De peito aberto, ele seguia pelas ruas acima e abaixo. Não tinha casa, não tinha canto para repousar a cabeça, e qualquer lugar é lugar: calçada é cama, cimento frio é o colchão. Tão logo, descobriu que as estátuas são amigas sempre diligentes, para que se fale sempre que queira, a exorbitar os limites dos dias, das noites, do que sejam horas, do que ele saiba ser o tempo. O certo dessa relação com as esculturas urbanas é que os abraços estáticos são frios e quentes, a variar ao longo do dia, e ele sempre tinha a certeza da semi-indiferença.

 Mas a noite, com seu manto escuro, sempre fez com que ele pensasse mais na necessidade de aconchego, contudo, juntar o corpo às amigas estátuas era mais frio: era um momento de reconhecimento da própria solidão, um passar de olhos e saber que era ao menos aquilo que tinha.

As flores de manhã ao longo dos canteiros das ruas, das casinhas, e no canteiro da maior avenida da cidade eram a alegria plena, para confortar o corpo e a alma de um calor escaldante ao longo do dia.
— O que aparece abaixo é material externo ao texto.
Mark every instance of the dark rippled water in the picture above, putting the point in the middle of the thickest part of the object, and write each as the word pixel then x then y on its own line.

Aliás, na ninharia, na migalhice, qualquer sombra, e o menor conforto é uma dádiva, qualquer brisa passageira é o consolo e uma semente para guardar um pouco de fé, para conseguir um punhado de força para sorver o dia em pequenos goles, e às vezes em longos haustos.

Mas rememorando, o peito aberto: o seu coração estava exposto. Câmaras, válvulas, cada nervo, e pequena parte do músculo em trabalho pleno, diante da velocidade de quem não tem tempo de olhar mais nada. Não, o homem de peito aberto era completamente invisível para os demais de sua espécie. O barulho difuso e agudo do bater de pernas, troar dos motores, buzinas de desespero, o ruído interior do tédio dos pontos de ônibus formavam um invólucro nas vistas dos transeuntes.
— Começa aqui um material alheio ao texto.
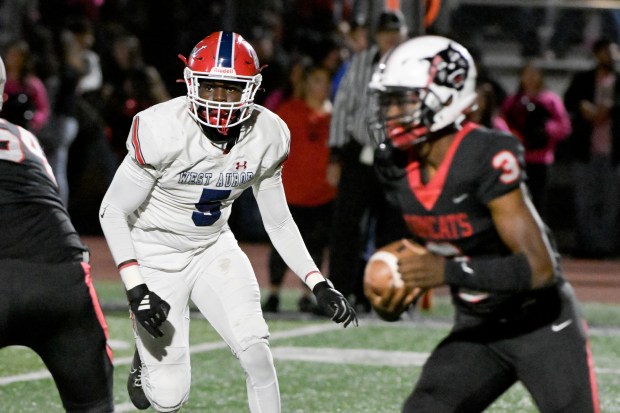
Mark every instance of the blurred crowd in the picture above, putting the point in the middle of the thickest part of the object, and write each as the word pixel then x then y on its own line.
pixel 79 70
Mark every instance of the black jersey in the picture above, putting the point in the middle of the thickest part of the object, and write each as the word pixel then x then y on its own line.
pixel 449 214
pixel 34 224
Somente ele ali ficava, a ver cada pessoa, do varrer do chão laranja à gravata de cetim, cada detalhe: era disso que preenchia o dia, uma observação sem fim, como se estivesse em uma torre de vidro para vigiá-los. Mas não se engane: não há segurança, mesmo quando os mais perigosos animais não são capazes de vê-lo.

 A tez do homem franzia de dor, e em meio ao curiar da vida dos demais: as moscas e as larvas lhe devoravam o peito, dia após dia. Cada vez que em seu peito pungia um lance de espasmo, lembrava que aquilo era uma missão, um afazer dado pelo próprio destino em pessoa, que entregou-lhe a chave de cada rua daquela cidade, que já percorrera todas, uma por sua vez. Dor perene, mas a vastidão não era extensa à vida, efêmera como cada uma das flores, que lhe presenteavam de conforto em cada manhã.

Talvez, em piedade, pousou um pássaro negro sobre o músculo, e arrancou-o às bicadas em uma voracidade de dias sem alimentação. Algumas horas, minutos: não se sabe; mas, ninguém o ouvia gritar, e nem o homem tinha noção de tempo. Ele não aguentou e murchou, de uma vez, ao fim do dia, no trocar do sol pela lua.

Foi coberto de outros pássaros negros, que vieram gralhar e terminar com a carcaça do que um dia fora um homem. O invólucro se desfez, e os demais homens, aqueles animais perigosos de sua espécie, pela primeira vez, viram-no. Um horror na Avenida Frei Serafim.